A dictionary’s keys are almost arbitrary values. Values that are not hashable, that is, values containing lists, dictionaries, or other mutable types (that are compared by value rather than by object identity) may not be used as keys. Numeric types used for keys obey the normal rules for numeric comparison: if two numbers compare equal (such as 1 and 1.0) then they can be used interchangeably to index the same dictionary entry. (Note, however, that since computers store floating-point numbers as approximations it is usually unwise to use them as dictionary keys.)
Dictionaries can be created by placing a comma-separated list of
key: value
pairs within braces.
for example :
{'jack': 4098, 'sjoerd': 4127}
or
{4098: 'jack', 4127: 'sjoerd'}
Dictionaries can be created by several means:
- Use a comma-separated list of key: value pairs within braces.
- Use a
dict
comprehension. - Use the type constructor.
To illustrate, the following examples all return a dictionary equal to {"one": 1, "two": 2, "three": 3}
:
a = dict(one=1, two=2, three=3)
b = {'one': 1, 'two': 2, 'three': 3}
c = dict(zip(['one', 'two', 'three'], [1, 2, 3]))
d = dict([('two', 2), ('one', 1), ('three', 3)])
e = dict({'three': 3, 'one': 1, 'two': 2})
f = dict({'one': 1, 'three': 3}, two=2)
2. list
Lists are mutable sequences, typically used to store collections of homogeneous items (where the precise degree of similarity will vary by application).
The constructor builds a list whose items are the same and in the same order as iterable’s items. iterable may be either a sequence, a container that supports iteration, or an iterator object.
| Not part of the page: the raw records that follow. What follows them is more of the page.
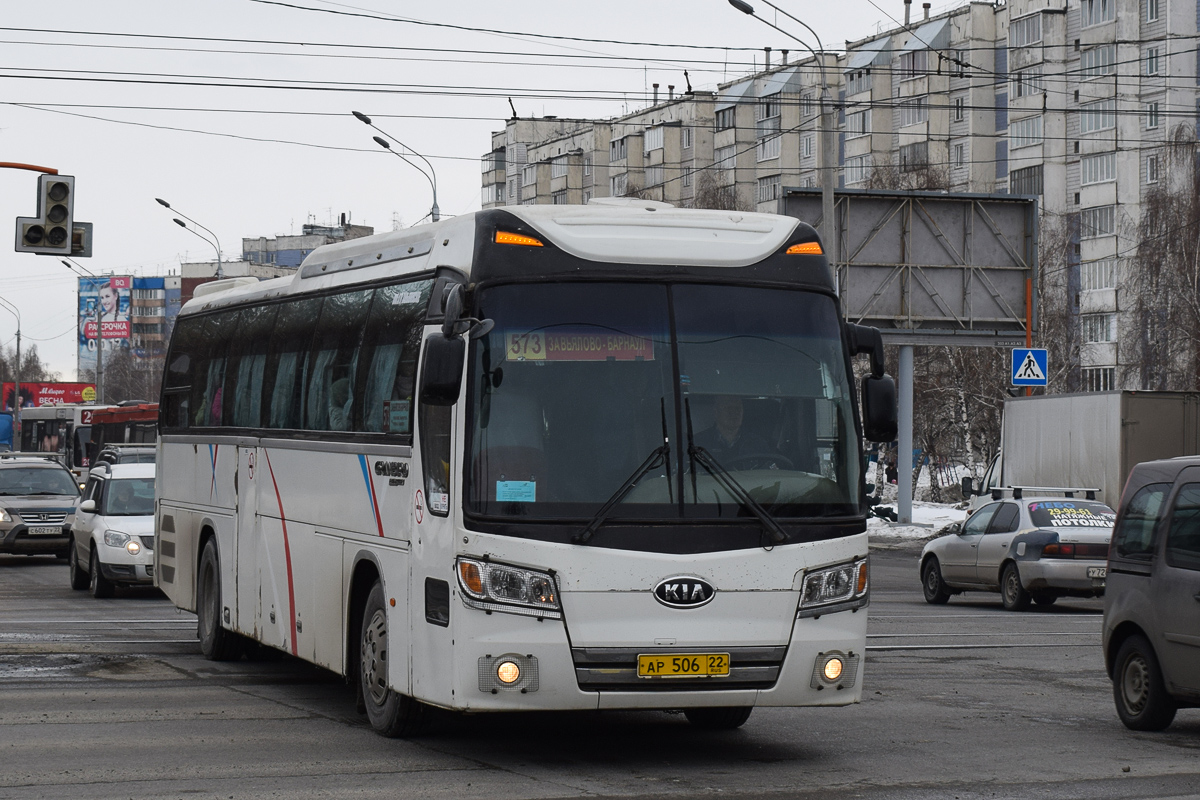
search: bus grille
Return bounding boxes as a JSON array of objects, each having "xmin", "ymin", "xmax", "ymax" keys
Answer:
[{"xmin": 571, "ymin": 645, "xmax": 787, "ymax": 692}]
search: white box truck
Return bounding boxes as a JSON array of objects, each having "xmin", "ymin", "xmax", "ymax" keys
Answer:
[{"xmin": 962, "ymin": 391, "xmax": 1200, "ymax": 509}]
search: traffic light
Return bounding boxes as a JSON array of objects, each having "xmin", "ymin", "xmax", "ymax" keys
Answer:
[{"xmin": 17, "ymin": 175, "xmax": 74, "ymax": 255}]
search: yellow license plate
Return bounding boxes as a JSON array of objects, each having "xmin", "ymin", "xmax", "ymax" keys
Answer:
[{"xmin": 637, "ymin": 652, "xmax": 730, "ymax": 678}]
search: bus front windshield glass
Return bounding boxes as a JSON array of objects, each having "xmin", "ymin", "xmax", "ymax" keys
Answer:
[{"xmin": 466, "ymin": 283, "xmax": 859, "ymax": 521}]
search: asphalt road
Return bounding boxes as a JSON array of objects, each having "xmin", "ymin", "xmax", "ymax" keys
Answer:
[{"xmin": 0, "ymin": 549, "xmax": 1200, "ymax": 800}]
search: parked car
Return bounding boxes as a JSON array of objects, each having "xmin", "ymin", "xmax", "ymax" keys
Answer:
[
  {"xmin": 67, "ymin": 464, "xmax": 155, "ymax": 597},
  {"xmin": 920, "ymin": 488, "xmax": 1116, "ymax": 610},
  {"xmin": 0, "ymin": 453, "xmax": 79, "ymax": 557},
  {"xmin": 1103, "ymin": 456, "xmax": 1200, "ymax": 730}
]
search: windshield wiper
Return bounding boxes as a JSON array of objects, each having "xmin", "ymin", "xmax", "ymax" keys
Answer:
[{"xmin": 684, "ymin": 401, "xmax": 787, "ymax": 545}]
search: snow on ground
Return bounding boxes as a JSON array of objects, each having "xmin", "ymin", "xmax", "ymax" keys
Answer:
[{"xmin": 866, "ymin": 500, "xmax": 967, "ymax": 549}]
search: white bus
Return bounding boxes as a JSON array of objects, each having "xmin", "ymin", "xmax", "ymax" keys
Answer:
[{"xmin": 155, "ymin": 200, "xmax": 895, "ymax": 735}]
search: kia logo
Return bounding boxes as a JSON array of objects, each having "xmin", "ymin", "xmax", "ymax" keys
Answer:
[{"xmin": 654, "ymin": 575, "xmax": 716, "ymax": 608}]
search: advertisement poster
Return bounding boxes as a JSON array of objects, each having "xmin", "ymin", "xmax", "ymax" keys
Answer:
[
  {"xmin": 0, "ymin": 380, "xmax": 96, "ymax": 411},
  {"xmin": 79, "ymin": 276, "xmax": 133, "ymax": 372}
]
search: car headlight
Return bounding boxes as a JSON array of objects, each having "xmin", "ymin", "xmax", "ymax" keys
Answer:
[
  {"xmin": 798, "ymin": 558, "xmax": 870, "ymax": 616},
  {"xmin": 456, "ymin": 558, "xmax": 563, "ymax": 619}
]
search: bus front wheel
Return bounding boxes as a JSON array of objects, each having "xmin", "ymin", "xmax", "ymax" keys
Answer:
[{"xmin": 359, "ymin": 581, "xmax": 425, "ymax": 738}]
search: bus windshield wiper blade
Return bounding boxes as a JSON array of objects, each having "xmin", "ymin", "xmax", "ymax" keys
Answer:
[
  {"xmin": 571, "ymin": 441, "xmax": 671, "ymax": 545},
  {"xmin": 688, "ymin": 443, "xmax": 787, "ymax": 545}
]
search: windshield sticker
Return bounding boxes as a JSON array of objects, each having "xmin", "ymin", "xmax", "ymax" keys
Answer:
[
  {"xmin": 504, "ymin": 329, "xmax": 654, "ymax": 361},
  {"xmin": 496, "ymin": 481, "xmax": 538, "ymax": 503}
]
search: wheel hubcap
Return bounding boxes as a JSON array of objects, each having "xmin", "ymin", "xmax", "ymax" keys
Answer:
[
  {"xmin": 360, "ymin": 608, "xmax": 388, "ymax": 705},
  {"xmin": 1121, "ymin": 655, "xmax": 1150, "ymax": 714}
]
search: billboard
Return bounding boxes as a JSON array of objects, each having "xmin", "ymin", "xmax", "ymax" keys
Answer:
[
  {"xmin": 0, "ymin": 380, "xmax": 96, "ymax": 411},
  {"xmin": 79, "ymin": 275, "xmax": 133, "ymax": 374}
]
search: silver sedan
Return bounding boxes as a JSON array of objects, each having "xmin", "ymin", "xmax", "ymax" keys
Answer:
[{"xmin": 920, "ymin": 497, "xmax": 1116, "ymax": 610}]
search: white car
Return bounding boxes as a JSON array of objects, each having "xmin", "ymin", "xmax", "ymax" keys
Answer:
[
  {"xmin": 67, "ymin": 464, "xmax": 155, "ymax": 597},
  {"xmin": 920, "ymin": 489, "xmax": 1116, "ymax": 610}
]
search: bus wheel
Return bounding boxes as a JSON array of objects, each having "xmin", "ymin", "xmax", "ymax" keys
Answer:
[
  {"xmin": 359, "ymin": 581, "xmax": 425, "ymax": 738},
  {"xmin": 67, "ymin": 536, "xmax": 89, "ymax": 591},
  {"xmin": 196, "ymin": 539, "xmax": 241, "ymax": 661},
  {"xmin": 683, "ymin": 705, "xmax": 754, "ymax": 730}
]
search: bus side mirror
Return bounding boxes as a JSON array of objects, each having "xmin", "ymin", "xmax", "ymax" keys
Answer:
[
  {"xmin": 863, "ymin": 375, "xmax": 900, "ymax": 441},
  {"xmin": 421, "ymin": 333, "xmax": 467, "ymax": 405}
]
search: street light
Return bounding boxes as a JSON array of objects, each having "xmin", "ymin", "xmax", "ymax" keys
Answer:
[
  {"xmin": 730, "ymin": 0, "xmax": 839, "ymax": 268},
  {"xmin": 350, "ymin": 112, "xmax": 442, "ymax": 222},
  {"xmin": 62, "ymin": 258, "xmax": 104, "ymax": 405},
  {"xmin": 0, "ymin": 297, "xmax": 20, "ymax": 443},
  {"xmin": 155, "ymin": 197, "xmax": 224, "ymax": 281}
]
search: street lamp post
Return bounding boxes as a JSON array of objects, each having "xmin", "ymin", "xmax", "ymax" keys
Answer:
[
  {"xmin": 350, "ymin": 112, "xmax": 442, "ymax": 222},
  {"xmin": 0, "ymin": 297, "xmax": 20, "ymax": 451},
  {"xmin": 730, "ymin": 0, "xmax": 840, "ymax": 271},
  {"xmin": 155, "ymin": 197, "xmax": 224, "ymax": 281}
]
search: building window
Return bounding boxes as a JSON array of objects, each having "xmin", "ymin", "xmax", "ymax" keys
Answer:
[
  {"xmin": 900, "ymin": 96, "xmax": 929, "ymax": 127},
  {"xmin": 1146, "ymin": 47, "xmax": 1159, "ymax": 76},
  {"xmin": 1008, "ymin": 13, "xmax": 1042, "ymax": 47},
  {"xmin": 844, "ymin": 156, "xmax": 871, "ymax": 186},
  {"xmin": 1080, "ymin": 314, "xmax": 1114, "ymax": 344},
  {"xmin": 1008, "ymin": 164, "xmax": 1042, "ymax": 196},
  {"xmin": 1079, "ymin": 205, "xmax": 1117, "ymax": 239},
  {"xmin": 1084, "ymin": 367, "xmax": 1116, "ymax": 392},
  {"xmin": 846, "ymin": 110, "xmax": 871, "ymax": 139},
  {"xmin": 1012, "ymin": 67, "xmax": 1045, "ymax": 98},
  {"xmin": 1079, "ymin": 152, "xmax": 1117, "ymax": 186},
  {"xmin": 1008, "ymin": 114, "xmax": 1042, "ymax": 150},
  {"xmin": 642, "ymin": 125, "xmax": 662, "ymax": 152},
  {"xmin": 758, "ymin": 175, "xmax": 780, "ymax": 203},
  {"xmin": 1079, "ymin": 0, "xmax": 1117, "ymax": 28},
  {"xmin": 1079, "ymin": 44, "xmax": 1117, "ymax": 80},
  {"xmin": 900, "ymin": 142, "xmax": 929, "ymax": 173},
  {"xmin": 1079, "ymin": 97, "xmax": 1117, "ymax": 133},
  {"xmin": 900, "ymin": 50, "xmax": 929, "ymax": 80},
  {"xmin": 1079, "ymin": 258, "xmax": 1117, "ymax": 291}
]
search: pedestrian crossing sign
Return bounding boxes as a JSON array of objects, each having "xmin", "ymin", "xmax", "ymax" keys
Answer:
[{"xmin": 1013, "ymin": 348, "xmax": 1046, "ymax": 386}]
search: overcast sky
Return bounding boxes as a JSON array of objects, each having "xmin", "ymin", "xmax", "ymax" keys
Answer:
[{"xmin": 0, "ymin": 0, "xmax": 961, "ymax": 380}]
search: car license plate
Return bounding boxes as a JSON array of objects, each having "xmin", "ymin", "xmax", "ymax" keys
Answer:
[{"xmin": 637, "ymin": 652, "xmax": 730, "ymax": 678}]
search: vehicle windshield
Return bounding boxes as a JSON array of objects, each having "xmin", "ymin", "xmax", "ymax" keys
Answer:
[
  {"xmin": 104, "ymin": 477, "xmax": 154, "ymax": 517},
  {"xmin": 0, "ymin": 467, "xmax": 79, "ymax": 497},
  {"xmin": 466, "ymin": 283, "xmax": 859, "ymax": 521},
  {"xmin": 1030, "ymin": 500, "xmax": 1117, "ymax": 528}
]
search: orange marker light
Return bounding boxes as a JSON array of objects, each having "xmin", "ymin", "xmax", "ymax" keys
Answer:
[
  {"xmin": 496, "ymin": 230, "xmax": 545, "ymax": 247},
  {"xmin": 458, "ymin": 561, "xmax": 484, "ymax": 595},
  {"xmin": 787, "ymin": 241, "xmax": 824, "ymax": 255}
]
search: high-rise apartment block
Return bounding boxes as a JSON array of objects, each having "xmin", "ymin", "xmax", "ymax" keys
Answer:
[{"xmin": 482, "ymin": 0, "xmax": 1200, "ymax": 391}]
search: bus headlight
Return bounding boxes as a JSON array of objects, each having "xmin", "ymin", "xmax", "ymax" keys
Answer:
[
  {"xmin": 798, "ymin": 558, "xmax": 870, "ymax": 616},
  {"xmin": 456, "ymin": 558, "xmax": 563, "ymax": 619}
]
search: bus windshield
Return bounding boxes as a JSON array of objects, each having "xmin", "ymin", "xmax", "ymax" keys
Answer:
[{"xmin": 466, "ymin": 283, "xmax": 859, "ymax": 522}]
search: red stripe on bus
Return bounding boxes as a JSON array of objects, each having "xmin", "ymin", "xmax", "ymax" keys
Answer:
[{"xmin": 263, "ymin": 449, "xmax": 299, "ymax": 655}]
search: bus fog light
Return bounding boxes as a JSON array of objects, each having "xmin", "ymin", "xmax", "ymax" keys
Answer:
[
  {"xmin": 809, "ymin": 650, "xmax": 862, "ymax": 690},
  {"xmin": 496, "ymin": 661, "xmax": 521, "ymax": 685}
]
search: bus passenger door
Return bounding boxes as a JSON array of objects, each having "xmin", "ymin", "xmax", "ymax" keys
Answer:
[{"xmin": 234, "ymin": 445, "xmax": 263, "ymax": 639}]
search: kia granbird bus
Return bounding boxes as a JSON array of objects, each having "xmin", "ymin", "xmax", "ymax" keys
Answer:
[{"xmin": 155, "ymin": 200, "xmax": 895, "ymax": 735}]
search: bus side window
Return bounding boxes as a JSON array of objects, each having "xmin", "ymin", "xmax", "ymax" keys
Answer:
[
  {"xmin": 304, "ymin": 289, "xmax": 373, "ymax": 431},
  {"xmin": 358, "ymin": 281, "xmax": 433, "ymax": 435}
]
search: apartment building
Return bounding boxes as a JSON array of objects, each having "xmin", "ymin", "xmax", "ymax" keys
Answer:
[{"xmin": 482, "ymin": 0, "xmax": 1200, "ymax": 391}]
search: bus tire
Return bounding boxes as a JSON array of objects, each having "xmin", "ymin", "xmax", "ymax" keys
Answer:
[
  {"xmin": 67, "ymin": 536, "xmax": 90, "ymax": 591},
  {"xmin": 88, "ymin": 548, "xmax": 113, "ymax": 600},
  {"xmin": 196, "ymin": 539, "xmax": 241, "ymax": 661},
  {"xmin": 359, "ymin": 581, "xmax": 426, "ymax": 738},
  {"xmin": 683, "ymin": 705, "xmax": 754, "ymax": 730}
]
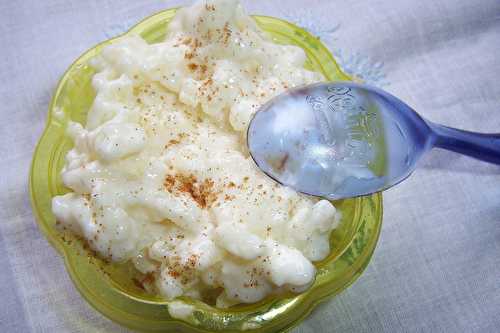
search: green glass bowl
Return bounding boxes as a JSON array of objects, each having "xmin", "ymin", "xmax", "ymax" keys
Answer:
[{"xmin": 30, "ymin": 9, "xmax": 382, "ymax": 332}]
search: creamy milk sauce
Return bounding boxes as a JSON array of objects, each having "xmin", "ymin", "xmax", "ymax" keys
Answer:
[{"xmin": 52, "ymin": 0, "xmax": 339, "ymax": 307}]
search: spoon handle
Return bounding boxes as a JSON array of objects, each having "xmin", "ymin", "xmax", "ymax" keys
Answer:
[{"xmin": 429, "ymin": 123, "xmax": 500, "ymax": 164}]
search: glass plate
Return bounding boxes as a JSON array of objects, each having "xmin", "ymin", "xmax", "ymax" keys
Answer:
[{"xmin": 30, "ymin": 9, "xmax": 382, "ymax": 332}]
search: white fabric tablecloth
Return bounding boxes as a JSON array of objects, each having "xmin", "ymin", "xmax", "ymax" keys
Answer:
[{"xmin": 0, "ymin": 0, "xmax": 500, "ymax": 333}]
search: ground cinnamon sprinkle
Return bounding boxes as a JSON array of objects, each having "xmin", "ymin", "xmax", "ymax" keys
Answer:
[
  {"xmin": 163, "ymin": 174, "xmax": 217, "ymax": 208},
  {"xmin": 188, "ymin": 63, "xmax": 198, "ymax": 72}
]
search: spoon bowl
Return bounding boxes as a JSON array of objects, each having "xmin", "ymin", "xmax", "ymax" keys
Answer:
[{"xmin": 247, "ymin": 82, "xmax": 500, "ymax": 200}]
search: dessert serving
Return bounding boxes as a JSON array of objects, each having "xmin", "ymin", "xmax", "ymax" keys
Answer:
[{"xmin": 52, "ymin": 0, "xmax": 340, "ymax": 307}]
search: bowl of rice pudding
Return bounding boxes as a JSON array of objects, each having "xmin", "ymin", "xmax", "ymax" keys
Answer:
[{"xmin": 30, "ymin": 0, "xmax": 382, "ymax": 332}]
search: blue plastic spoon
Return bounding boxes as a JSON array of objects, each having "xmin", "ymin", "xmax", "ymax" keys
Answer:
[{"xmin": 248, "ymin": 82, "xmax": 500, "ymax": 199}]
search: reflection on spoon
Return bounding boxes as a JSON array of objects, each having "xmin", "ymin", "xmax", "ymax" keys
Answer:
[{"xmin": 248, "ymin": 82, "xmax": 500, "ymax": 199}]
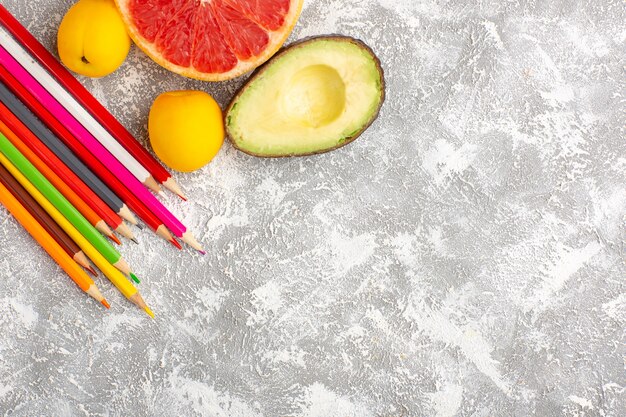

If iterable is already a list, a copy is made and returned, similar to iterable[:]
. For example, list('abc')
returns ['a', 'b', 'c']
and list( (1, 2, 3) )
returns [1, 2, 3]
. If no argument is given, the constructor creates a new empty list, []
.
Lists may be constructed in several ways:
- Using a pair of square brackets to denote the empty list.
- Using square brackets, separating items with commas.
- Using a list comprehension.
- Using the type constructor.
for example :
a = []
b = [1,2,3]
c = [x for x in iterable]
d = list('abc')
e = list((1,2,3))
3. set
and frozenset
A set object is an unordered collection of distinct hashable objects. Common uses include membership testing, removing duplicates from a sequence, and computing mathematical operations such as intersection, union, difference, and symmetric difference.
There are currently two built-in set types, set and frozenset.
- The
set
type is mutable — the contents can be changed using methods like add() and remove(). Since it is mutable, it has no hash value and cannot be used as either a dictionary key or as an element of another set. - The
frozenset
type is immutable and hashable — its contents cannot be altered after it is created; it can therefore be used as a dictionary key or as an element of another set.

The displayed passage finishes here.